La Cour de cassation rappelle que cette équivalence de nature justifie l’application du même régime protecteur. Autrement dit, dès lors qu’un représentant syndical siège au comité de groupe en vertu d’un accord collectif, il doit être considéré, pour ce qui concerne la protection contre le licenciement, comme un représentant syndical au CSE. Il bénéficie donc de la garantie essentielle attachée à ce mandat : l’interdiction de tout licenciement sans autorisation préalable de l’inspection du travail.

En conséquence, lorsque l’employeur procède au licenciement d’un tel représentant syndical sans solliciter cette autorisation administrative, il porte atteinte au statut protecteur. Cette atteinte ouvre droit, pour le salarié, à une indemnisation spécifique destinée à réparer la violation de la protection attachée à son mandat, indépendamment des autres conséquences éventuelles du licenciement.

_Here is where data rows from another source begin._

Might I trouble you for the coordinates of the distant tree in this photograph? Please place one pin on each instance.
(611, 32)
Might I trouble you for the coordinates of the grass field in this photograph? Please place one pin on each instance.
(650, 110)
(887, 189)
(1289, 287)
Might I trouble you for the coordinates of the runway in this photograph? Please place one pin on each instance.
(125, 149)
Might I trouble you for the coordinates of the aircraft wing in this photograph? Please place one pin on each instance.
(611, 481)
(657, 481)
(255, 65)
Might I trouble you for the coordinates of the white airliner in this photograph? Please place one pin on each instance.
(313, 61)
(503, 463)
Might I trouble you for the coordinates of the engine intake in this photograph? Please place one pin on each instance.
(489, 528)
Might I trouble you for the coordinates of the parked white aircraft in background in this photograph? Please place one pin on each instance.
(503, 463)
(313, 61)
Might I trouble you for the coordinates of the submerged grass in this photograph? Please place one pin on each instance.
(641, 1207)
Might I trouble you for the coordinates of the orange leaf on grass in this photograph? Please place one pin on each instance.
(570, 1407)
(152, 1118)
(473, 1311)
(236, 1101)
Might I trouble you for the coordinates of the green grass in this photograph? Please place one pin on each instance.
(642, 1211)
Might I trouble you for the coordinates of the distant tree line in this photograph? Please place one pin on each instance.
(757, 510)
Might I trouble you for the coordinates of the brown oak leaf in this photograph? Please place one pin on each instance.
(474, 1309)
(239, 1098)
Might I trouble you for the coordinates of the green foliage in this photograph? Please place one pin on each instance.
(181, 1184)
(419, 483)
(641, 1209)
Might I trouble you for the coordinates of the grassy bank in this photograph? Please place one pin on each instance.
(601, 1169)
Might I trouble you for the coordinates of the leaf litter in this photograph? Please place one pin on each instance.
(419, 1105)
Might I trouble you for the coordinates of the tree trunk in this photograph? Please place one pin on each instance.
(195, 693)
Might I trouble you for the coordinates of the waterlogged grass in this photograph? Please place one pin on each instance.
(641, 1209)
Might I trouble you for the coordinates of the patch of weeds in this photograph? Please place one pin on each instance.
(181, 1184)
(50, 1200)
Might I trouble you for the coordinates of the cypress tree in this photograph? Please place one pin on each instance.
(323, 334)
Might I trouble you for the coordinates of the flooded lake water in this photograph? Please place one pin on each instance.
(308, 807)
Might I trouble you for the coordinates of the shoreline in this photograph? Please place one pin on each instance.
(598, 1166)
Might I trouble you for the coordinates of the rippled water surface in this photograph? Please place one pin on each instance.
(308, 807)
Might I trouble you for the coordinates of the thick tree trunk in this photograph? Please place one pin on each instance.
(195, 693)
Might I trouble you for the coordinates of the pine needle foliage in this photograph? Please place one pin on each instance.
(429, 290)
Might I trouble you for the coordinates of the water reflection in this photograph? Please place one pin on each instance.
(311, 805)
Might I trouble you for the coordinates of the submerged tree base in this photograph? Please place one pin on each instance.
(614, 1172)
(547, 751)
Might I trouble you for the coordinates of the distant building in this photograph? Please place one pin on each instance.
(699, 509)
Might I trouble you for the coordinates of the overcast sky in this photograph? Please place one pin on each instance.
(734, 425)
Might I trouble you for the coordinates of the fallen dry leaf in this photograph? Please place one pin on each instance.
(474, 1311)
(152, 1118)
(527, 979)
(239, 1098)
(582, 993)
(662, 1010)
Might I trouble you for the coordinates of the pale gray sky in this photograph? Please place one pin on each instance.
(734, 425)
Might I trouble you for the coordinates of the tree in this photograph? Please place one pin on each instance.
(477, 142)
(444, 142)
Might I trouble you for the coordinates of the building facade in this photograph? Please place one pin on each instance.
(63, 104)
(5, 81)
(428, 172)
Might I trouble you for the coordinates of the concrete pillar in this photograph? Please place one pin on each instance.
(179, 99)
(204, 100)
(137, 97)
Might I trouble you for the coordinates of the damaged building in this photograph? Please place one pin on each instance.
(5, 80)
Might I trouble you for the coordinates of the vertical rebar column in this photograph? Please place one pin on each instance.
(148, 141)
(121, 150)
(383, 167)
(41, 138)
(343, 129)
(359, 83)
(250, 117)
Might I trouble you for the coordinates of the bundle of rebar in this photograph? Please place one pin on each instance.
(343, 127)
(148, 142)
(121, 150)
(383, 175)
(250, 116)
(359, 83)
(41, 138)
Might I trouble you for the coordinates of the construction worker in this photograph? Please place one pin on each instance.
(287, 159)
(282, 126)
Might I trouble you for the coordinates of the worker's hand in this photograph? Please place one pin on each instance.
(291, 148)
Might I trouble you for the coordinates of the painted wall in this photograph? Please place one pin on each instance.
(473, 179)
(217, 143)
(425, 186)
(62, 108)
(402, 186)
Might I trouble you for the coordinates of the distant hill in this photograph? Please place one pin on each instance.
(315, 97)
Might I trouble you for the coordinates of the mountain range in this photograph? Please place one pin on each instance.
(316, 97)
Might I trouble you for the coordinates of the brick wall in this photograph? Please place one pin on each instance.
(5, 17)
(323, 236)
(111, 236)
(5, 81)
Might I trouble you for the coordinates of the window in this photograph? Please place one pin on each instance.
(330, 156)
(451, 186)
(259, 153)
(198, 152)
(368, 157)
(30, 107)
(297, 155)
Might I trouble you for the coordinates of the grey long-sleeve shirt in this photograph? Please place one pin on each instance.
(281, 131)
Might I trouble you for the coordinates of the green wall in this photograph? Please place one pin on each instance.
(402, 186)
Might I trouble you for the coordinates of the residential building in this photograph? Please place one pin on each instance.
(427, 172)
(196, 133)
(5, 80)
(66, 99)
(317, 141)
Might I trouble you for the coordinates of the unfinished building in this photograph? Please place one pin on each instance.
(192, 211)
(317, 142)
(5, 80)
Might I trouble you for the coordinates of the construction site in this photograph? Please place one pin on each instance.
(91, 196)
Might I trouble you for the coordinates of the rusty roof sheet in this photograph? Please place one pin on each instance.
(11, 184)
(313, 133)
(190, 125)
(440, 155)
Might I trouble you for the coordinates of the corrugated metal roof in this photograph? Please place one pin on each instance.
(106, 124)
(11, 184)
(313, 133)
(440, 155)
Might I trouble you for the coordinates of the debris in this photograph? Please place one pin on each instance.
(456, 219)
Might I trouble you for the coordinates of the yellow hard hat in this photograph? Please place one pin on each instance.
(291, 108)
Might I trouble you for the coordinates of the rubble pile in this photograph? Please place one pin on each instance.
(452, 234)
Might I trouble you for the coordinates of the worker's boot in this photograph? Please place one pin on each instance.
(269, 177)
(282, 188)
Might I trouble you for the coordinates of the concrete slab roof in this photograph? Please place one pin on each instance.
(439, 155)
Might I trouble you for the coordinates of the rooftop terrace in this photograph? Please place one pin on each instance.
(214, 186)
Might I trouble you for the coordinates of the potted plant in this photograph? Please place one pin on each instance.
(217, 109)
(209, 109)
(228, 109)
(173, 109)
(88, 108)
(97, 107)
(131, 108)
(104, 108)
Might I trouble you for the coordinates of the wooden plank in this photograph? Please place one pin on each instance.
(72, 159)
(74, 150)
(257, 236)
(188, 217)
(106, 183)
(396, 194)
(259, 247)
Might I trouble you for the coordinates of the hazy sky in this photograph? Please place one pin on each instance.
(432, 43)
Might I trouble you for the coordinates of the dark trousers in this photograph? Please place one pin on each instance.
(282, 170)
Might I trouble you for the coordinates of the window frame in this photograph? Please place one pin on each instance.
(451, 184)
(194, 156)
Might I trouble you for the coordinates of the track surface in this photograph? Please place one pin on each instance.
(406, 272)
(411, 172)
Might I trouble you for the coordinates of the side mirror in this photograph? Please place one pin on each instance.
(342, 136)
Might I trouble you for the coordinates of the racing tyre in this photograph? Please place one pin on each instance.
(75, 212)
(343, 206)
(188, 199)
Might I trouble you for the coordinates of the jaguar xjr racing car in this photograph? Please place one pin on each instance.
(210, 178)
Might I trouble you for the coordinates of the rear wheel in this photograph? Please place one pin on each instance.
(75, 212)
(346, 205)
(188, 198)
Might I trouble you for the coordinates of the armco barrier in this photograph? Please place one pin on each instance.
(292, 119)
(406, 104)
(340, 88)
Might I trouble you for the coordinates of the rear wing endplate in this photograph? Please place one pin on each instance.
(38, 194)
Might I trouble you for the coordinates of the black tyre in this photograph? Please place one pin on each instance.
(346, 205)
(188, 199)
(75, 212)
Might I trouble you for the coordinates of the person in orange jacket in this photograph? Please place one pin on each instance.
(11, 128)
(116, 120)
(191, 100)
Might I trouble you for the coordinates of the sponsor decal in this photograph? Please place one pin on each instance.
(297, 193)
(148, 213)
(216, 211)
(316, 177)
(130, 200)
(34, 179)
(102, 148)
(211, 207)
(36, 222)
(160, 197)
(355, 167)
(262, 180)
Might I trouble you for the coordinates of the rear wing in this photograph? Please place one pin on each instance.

C’est ce que confirme la Cour de cassation dans son arrêt du 14 janvier 2026 (Cass. soc., 14 janv. 2026, n° 24‑15.443, FS‑B), en reconnaissant expressément que le représentant syndical au comité de groupe, bien que créé par accord collectif, doit bénéficier du même niveau de protection que celui prévu par le Code du travail pour le représentant syndical au CSE.